We will also need a place to store user preferences such as date format.

The BSDDB backend will be removed in the next major release (v5.2). All old databases will be automatically upgraded to SQLite. So it should be safe to ignore locking for read-only access.

Yes, write access will be a future goal. I can see multi-user access being possible in the future (v5.3?) if we switch the raw object format to json.

I have no objection to publishing a core package on PyPI. In fact, part of the reason for the file organization in GEPS 008 was to allow the core libraries to be used in other projects outside of Gramps.

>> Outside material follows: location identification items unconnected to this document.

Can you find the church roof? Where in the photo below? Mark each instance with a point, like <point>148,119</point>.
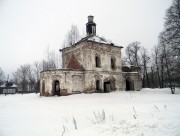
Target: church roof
<point>94,38</point>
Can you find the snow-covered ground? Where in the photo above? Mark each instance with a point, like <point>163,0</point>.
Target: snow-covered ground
<point>150,112</point>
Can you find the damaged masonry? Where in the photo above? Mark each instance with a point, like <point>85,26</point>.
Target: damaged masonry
<point>91,65</point>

Probably not doable in the first release, but something to keep in mind… It seems that many users want to share some or all of their research on the web, some publicly, some only with family. Currently people achieve that, for example, by generating and distributing the narrated web report using filters and/or masking living people. It would be nice if the new web-based Gramps could support some kind of row- and column-level, role-based security to control what each group of the ultimate end users can see and do. (I am just talking about authorization; authentication would be a separate matter.)

It would be nice if the new web-based Gramps could support some kind of row- and column-level, role-based security to control what each group of the ultimate end users can see and do. (I am just talking about authorization; authentication would be a separate matter.)

Yes indeed. There are two separete issues here:

  1. How role-based permissions ares handled in Gramps itself
  2. How the web backend handles the authorization.

Concerning 1., if I’m not mistaken, there is no role-based permission mechanism in Gramps at the moment other than private records. So for the backend it would basically just be serving to two groups of users: the ones allowed to view private records and the ones not allowed.

@Nick-Hall, thanks for your comments. Concerning the PyPI package, I can start a proposal (via pull request) how to set this up in the main Gramps repository so it won’t be necessary to have another repository just for the PyPI package.

Once you have set up a repo for the REST API, wew could continue discussing technical details on Github.